Stocks battered by mortgage mess
Dow falls over 150 points on news Wachovia will take a $1 billion hit, forecasts for slower growth in Europe.
NEW YORK (CNNMoney.com) -- Stocks sold off early Friday, continuing steep losses for the week as Wachovia became the latest bank hit by fallout in the mortgage sector.
The tech-fueled Nasdaq (Charts) slid over 2 percent.
In a filing with the Securities and Exchange Commission, Wachovia (Charts, Fortune 500) said the complex debt instruments it had in its portfolio declined in value by an estimated $1.1 billion pre-tax in October. The bank had reported $1.3 billion in pre-tax losses in the third quarter tied to pools of debt backed by home loans
The additional losses from Wachovia come after Citigroup (Charts, Fortune 500) said last week it expects to write down a further $8 billion to $11 billion in the fourth quarter due to credit- and mortgage-related problems.

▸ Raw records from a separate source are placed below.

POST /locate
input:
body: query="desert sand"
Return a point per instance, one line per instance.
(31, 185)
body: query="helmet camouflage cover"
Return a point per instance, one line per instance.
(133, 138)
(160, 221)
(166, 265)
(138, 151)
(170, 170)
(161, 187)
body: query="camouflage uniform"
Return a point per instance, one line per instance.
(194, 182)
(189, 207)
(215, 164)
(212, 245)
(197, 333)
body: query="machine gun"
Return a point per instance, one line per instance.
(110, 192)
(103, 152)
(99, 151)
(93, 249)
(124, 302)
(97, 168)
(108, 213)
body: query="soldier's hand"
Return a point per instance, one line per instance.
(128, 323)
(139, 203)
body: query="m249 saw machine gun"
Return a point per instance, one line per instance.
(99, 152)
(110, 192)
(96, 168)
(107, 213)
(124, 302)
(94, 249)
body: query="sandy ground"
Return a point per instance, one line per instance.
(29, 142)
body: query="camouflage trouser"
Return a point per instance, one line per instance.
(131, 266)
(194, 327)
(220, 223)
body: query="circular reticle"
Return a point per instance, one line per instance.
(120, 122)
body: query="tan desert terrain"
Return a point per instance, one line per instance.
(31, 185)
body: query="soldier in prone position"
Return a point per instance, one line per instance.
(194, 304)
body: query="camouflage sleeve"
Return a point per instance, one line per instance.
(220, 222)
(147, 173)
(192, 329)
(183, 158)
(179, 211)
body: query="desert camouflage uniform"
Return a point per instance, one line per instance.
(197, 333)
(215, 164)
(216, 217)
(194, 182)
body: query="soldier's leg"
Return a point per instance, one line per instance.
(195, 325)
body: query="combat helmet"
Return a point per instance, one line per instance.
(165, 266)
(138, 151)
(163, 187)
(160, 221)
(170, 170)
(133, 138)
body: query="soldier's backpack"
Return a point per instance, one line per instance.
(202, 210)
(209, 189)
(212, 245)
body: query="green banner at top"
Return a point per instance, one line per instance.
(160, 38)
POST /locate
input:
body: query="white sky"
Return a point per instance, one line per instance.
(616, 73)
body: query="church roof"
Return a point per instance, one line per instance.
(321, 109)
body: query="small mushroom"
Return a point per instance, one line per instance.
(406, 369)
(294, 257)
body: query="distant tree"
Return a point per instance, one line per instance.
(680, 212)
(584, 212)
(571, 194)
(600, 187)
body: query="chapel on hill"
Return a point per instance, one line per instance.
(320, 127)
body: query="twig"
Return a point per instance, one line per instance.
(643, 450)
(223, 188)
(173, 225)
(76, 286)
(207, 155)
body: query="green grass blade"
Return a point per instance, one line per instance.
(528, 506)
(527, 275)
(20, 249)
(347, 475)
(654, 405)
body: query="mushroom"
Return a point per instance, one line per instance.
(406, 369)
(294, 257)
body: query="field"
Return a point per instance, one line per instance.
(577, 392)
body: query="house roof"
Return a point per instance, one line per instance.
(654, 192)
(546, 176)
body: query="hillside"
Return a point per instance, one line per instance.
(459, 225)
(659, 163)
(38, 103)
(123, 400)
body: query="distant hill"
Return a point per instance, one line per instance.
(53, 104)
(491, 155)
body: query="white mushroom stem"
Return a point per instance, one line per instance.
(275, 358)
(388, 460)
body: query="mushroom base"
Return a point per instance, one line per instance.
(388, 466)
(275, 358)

Adding to investor woes was a weak growth forecast from the European Union, which said growth in the area of 27 nations is expected to slow to 2.4 percent next year and in 2009, down from 2.9 percent this year. The EU attributed weaker growth to problems stemming from the subprime mess in the U.S. and the rise in oil prices.
A bit of positive news: The U.S. trade deficit fell to the lowest level in 28 months as a falling dollar helped boost exports.
Oil prices eased in electronic trading. Light, sweet crude for December delivery slipped 6 cents to $95.40 a barrel.
The dollar fell to another record low versus the euro.